1) The steady increase in the size of incoming freshman classes
2) The increase in minority enrollment, and in particular the increase in Hispanic student enrollment as a percentage of total class size.
We’ve spilt plenty of ink on both of these issues, particularly the former. ABOR’s 2020 vision is a virtual mandate to ratchet up the number of degrees “produced” in universities across the state, but, instead of addressing poor graduation rates, the UA has decided to follow the ASU route. That is, increase class sizes and just play the percentage game. In regards to the latter, it’s certainly no secret that the UA covets the federal HSI (Hispanic Serving Institution) label and its accompanying Title V funds. The HSI designation, as we’ve pointed out before, is based purely on enrollment numbers (the magic number here is 25% of the incoming class), and therefore artificial; It bears no reference to the graduation rates of those students or the institutional and cultural support available on campus, meaning UA could still be the recipient of those federal funds even if the graduation rates for those very same students continues to languish behind the overall rate. And herein lies the danger. We might not be playing the UA News game, where National Merit Scholars, reputation, and graduation rates reign supreme, but we are clearly playing a game, and its effects are deleterious all the same.
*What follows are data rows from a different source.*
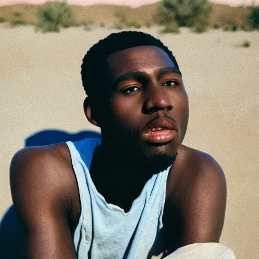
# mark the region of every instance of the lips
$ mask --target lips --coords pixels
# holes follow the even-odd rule
[[[148,123],[142,137],[147,142],[164,143],[172,140],[177,135],[175,122],[167,118],[159,118]]]

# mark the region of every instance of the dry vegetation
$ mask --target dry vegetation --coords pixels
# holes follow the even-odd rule
[[[125,27],[149,27],[159,23],[157,6],[159,3],[146,5],[138,8],[113,5],[96,5],[88,7],[71,6],[74,10],[74,25],[87,24],[92,26],[111,27],[118,28]],[[235,25],[237,27],[244,26],[250,11],[245,7],[232,7],[223,5],[212,4],[212,9],[209,17],[209,25],[214,28],[223,27],[226,30]],[[38,23],[39,6],[16,5],[0,7],[0,22],[8,22],[11,25]],[[125,15],[126,22],[121,22],[115,14]]]

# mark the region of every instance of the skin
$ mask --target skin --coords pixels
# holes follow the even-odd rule
[[[211,157],[182,145],[189,108],[181,74],[163,50],[152,46],[114,53],[107,67],[112,83],[107,100],[96,106],[89,98],[84,102],[88,119],[102,130],[102,144],[90,168],[97,190],[107,202],[128,211],[148,179],[160,171],[147,159],[157,154],[172,159],[177,154],[166,182],[165,252],[194,243],[218,242],[225,178]],[[172,139],[156,145],[147,142],[147,124],[164,117],[177,130]],[[75,258],[73,236],[80,204],[66,145],[19,151],[11,162],[10,179],[14,204],[27,236],[28,257]]]

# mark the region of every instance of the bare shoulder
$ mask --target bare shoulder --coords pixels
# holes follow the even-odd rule
[[[55,213],[47,211],[51,208],[69,213],[77,187],[71,164],[65,143],[25,148],[15,154],[10,166],[12,196],[25,223],[42,211]]]
[[[219,242],[224,221],[226,183],[219,163],[182,145],[167,183],[167,210],[181,226],[180,246]]]
[[[222,168],[210,155],[202,151],[181,145],[177,159],[168,177],[167,186],[174,192],[179,186],[185,187],[202,183],[205,191],[213,185],[226,187],[226,179]],[[177,187],[177,186],[178,187]]]

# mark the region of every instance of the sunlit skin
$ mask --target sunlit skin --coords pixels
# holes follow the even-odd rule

For example, while we don’t have access to student debt levels by ethnicity or SES, we do know that in a 2010 survey of 569 higher ed institutions, Forbes placed UA at 383. Here’s Forbes’ methodology:
They based 25 percent of their rankings on seven million student evaluations of courses and instructors, as recorded on the Web site RateMyProfessors.com. Another 25 percent depended upon how many of the school’s alumni, adjusted for enrollment, are listed among the notable people in Who’s Who in America. The other half of the ranking was based equally on three factors: the average amount of student debt at graduation held by those who borrowed; the percentage of students graduating in four years; and the number of students or faculty, adjusted for enrollment, who have won nationally competitive awards like Rhodes Scholarships or Nobel Prizes. CCAP ranked only the top 15 percent or so of all undergraduate institutions. [emphasis mine]
It’s worth noting that, according to the Chronicle of Higher Education, Forbes also takes into account student loan default rates. Granted the level of debt after graduation only comprises around 16% of the overall ranking, but the point remains all the same that, while the UA is certainly concerned with enrollment, the fiscal health of the lucky few who do end up eventually graduating seems to be a secondary concern at best. For more evidence, look no further than the Mac Scholar program. Although we are still low on details (our records request is still in the works), we do know that the the primary motivation behind the scholarship program is its cost-saving potential. After all, giving underprivileged students Apple products is much cheaper than granting them annual, renewable financial aid.
Whether or not the UA’s enrollment plan explicitly calls for erring on the side of over-enrollment at the expense of the students’ futures is too bold a claim, but it does certainly seem like it’s a case of “shoot first, ask questions later.”